Questo è il punto centrale e più valido del ragionamento preannunciando che un grande risparmio si realizza utilizzando prodotti coltivati ( o allevati) nelle vicinanze dei consumatori, nel rispetto locale e stagionale della produzione all’aria aperta e senza sprechi rilevanti.
Se un processo costitutivo dell’alimento, come l’allevamento del bestiame nelle pampas argentine per fare un esempio, si fonda su acqua verde, cioè piovana, che abbevera gli animali e fa crescere l’erba che li nutre allora non c’è “spreco”, parlare di consumo è confondente e il progetto è sostenibile.
Se invece vogliamo coltivare piante idrovore in territori riarsi e dobbiamo usare acqua fossile allora i progetti andranno rivisti in favore di coltivazioni risparmiatrici di risorse discriminanti, a maggior ragione consumare acqua scarsa e preziosa per allevamenti intensivi ha poco senso nelle stesse zone riarse, invece i pastori africani ci insegnano che l’allevamento primordiale è comunque sostenibile e concreto a certi livelli.
Per quello che riguarda l’acqua, vero collo di bottiglia, “consumare” comunque ha davvero poco senso, visto che l’acqua non si “consuma”, bensì si trasforma. Il ciclo dell’acqua esiste da quanto l’acqua stessa è presente sul Pianeta, quindi pensare che un turno irriguo la “consumi” è del tutto fuorviante. Semmai, vanno considerati gli usi alternativi che necessitano della medesima acqua in maniera più appropriata per la vita.

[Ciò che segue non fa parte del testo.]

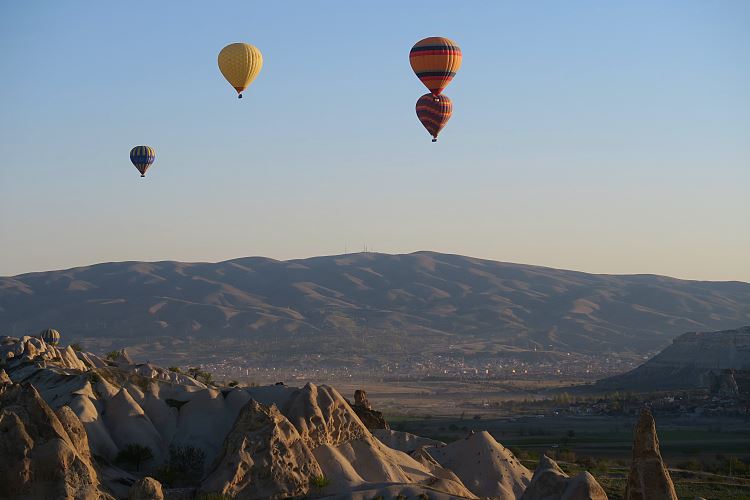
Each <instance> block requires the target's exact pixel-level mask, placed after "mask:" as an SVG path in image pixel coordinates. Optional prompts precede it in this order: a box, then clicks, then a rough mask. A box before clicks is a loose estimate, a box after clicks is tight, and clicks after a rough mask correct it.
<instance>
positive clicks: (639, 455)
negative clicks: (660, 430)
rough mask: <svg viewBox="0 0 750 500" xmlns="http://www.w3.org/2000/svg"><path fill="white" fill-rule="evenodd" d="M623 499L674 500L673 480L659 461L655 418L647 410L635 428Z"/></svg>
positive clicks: (659, 461)
mask: <svg viewBox="0 0 750 500" xmlns="http://www.w3.org/2000/svg"><path fill="white" fill-rule="evenodd" d="M625 500H677V493H675V489H674V484H672V478H671V477H670V476H669V472H668V471H667V467H666V466H665V465H664V462H663V461H662V458H661V451H660V450H659V438H658V437H657V435H656V424H655V422H654V417H653V416H652V415H651V412H650V411H648V410H643V411H642V412H641V417H640V419H639V420H638V423H637V424H636V426H635V432H634V437H633V463H632V465H631V466H630V474H629V475H628V483H627V486H626V487H625Z"/></svg>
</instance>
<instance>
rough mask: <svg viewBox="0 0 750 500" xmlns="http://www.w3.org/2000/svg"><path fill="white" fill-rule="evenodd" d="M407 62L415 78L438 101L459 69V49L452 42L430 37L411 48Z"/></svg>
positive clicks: (452, 41) (442, 38) (439, 36)
mask: <svg viewBox="0 0 750 500" xmlns="http://www.w3.org/2000/svg"><path fill="white" fill-rule="evenodd" d="M409 62H410V63H411V68H412V69H413V70H414V73H416V74H417V78H419V79H420V80H421V81H422V83H424V85H425V87H427V88H428V89H429V91H430V92H432V95H433V96H434V98H435V99H439V97H438V96H439V95H440V93H441V92H443V89H445V87H447V86H448V84H449V83H450V82H451V80H453V77H454V76H456V72H457V71H458V69H459V68H460V67H461V48H460V47H459V46H458V45H456V42H454V41H453V40H450V39H448V38H443V37H441V36H431V37H429V38H425V39H424V40H420V41H418V42H417V43H416V44H415V45H414V47H412V48H411V52H409Z"/></svg>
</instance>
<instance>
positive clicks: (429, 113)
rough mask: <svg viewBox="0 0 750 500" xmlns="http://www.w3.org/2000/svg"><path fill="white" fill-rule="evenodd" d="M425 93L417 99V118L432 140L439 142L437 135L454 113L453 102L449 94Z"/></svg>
mask: <svg viewBox="0 0 750 500" xmlns="http://www.w3.org/2000/svg"><path fill="white" fill-rule="evenodd" d="M437 97H438V98H439V100H436V99H435V96H434V95H433V94H425V95H423V96H422V97H420V98H419V99H417V118H419V121H421V122H422V125H424V128H426V129H427V132H429V133H430V135H431V136H432V142H437V136H438V134H439V133H440V131H441V130H442V129H443V127H445V124H446V123H448V120H450V118H451V114H452V113H453V103H452V102H451V100H450V98H449V97H448V96H447V95H442V94H440V95H438V96H437Z"/></svg>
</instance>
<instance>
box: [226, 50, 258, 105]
mask: <svg viewBox="0 0 750 500" xmlns="http://www.w3.org/2000/svg"><path fill="white" fill-rule="evenodd" d="M262 67H263V54H261V53H260V50H258V48H257V47H255V46H253V45H250V44H247V43H232V44H229V45H227V46H226V47H224V48H223V49H221V52H219V70H221V74H222V75H224V78H226V79H227V81H228V82H229V85H231V86H232V87H234V89H235V90H236V91H237V94H238V96H237V97H238V98H240V99H242V92H243V91H244V90H245V89H246V88H247V87H248V86H249V85H250V84H251V83H253V80H255V77H257V76H258V73H260V69H261V68H262Z"/></svg>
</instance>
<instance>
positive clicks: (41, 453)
mask: <svg viewBox="0 0 750 500" xmlns="http://www.w3.org/2000/svg"><path fill="white" fill-rule="evenodd" d="M68 411H69V410H62V411H61V415H62V416H63V419H64V421H65V425H63V423H62V422H61V421H60V419H59V418H58V416H57V415H55V412H53V411H52V409H51V408H50V407H49V406H48V405H47V403H45V402H44V400H43V399H42V398H41V396H40V395H39V393H38V392H37V391H36V389H34V387H33V386H31V385H25V384H24V385H20V384H15V385H12V386H8V387H7V388H6V389H4V390H3V392H2V394H0V435H2V436H3V438H2V439H0V457H2V460H0V498H59V499H77V500H89V499H91V500H94V499H99V498H108V496H107V495H106V494H104V493H103V492H102V491H100V488H99V478H98V475H97V472H96V469H95V468H94V466H93V465H92V463H91V461H90V458H89V456H88V454H87V450H88V445H87V442H86V440H85V438H84V434H83V431H82V426H81V424H80V422H78V421H77V419H75V418H74V417H75V416H74V415H71V414H70V413H68ZM66 426H70V428H69V430H66ZM84 443H86V444H84ZM79 448H83V449H79Z"/></svg>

https://www.aliceforchildren.it/perche-in-kenya/#:~:text=Il%20Kenya%20%C3%A8%20al%20146,anni%20%C3%A8%20sottopeso%20e%20malnutrito.
—— IL KENYA?
Il Kenya è al 146° posto dello Human Development Index.
Il 46,1% della popolazione è sotto la soglia di povertà e Il lavoro minorile incide ancora per il 26% sul totale dei bambini tra i 5 ed i 14 anni.
Il 6% delle persone sopra i 15 anni ha contratto l’AIDS e il 26% dei bambini sotto i 5 anni è sottopeso e malnutrito.
Il 40% della popolazione non ha accesso all’acqua potabile, mentre il 70% non ha accesso ai servizi igienici né all’energia elettrica.——–
Però in una vasta zona tra le più fertili vicino a Nairobi intorno al lago Naivasha, che si sta paurosamente inquinando e prosciugando per l’uso smodato, alcune multinazionali sovraintendono alla coltivazione di fiori, principalmente rose, che poi vengono spedite in Olanda per partecipare ai mercati globali e ai bisogni “primari” di “altri” esseri umani. Nei campi si impiegano molti abitanti locali ma con pochissimi diritti, condizioni infami e paghe scarse…..mentre ricavi molto più consistenti finiscono altrove.
Ecco, vorrei che qualcuno calcolasse l’impronta ecologica di tutto ciò, e mi dicesse che cosa rappresenta questo fenomeno, a me sembra una mostruosità.
E mi dispiace molto che trasmissioni come Dataroom affermino che “per aiutare l’Africa bisogna comprare rose, ma attenti alle etichette”…..mi scende la catena anche con la conduttrice che spesso ha lavorato in passato in maniera egregia.
Grazie Gianni, oltre a esprimere in modo chiaro quello che è anche il mio pensiero (post precedente), mi hai offerto ulteriori interessanti spunti di riflessione!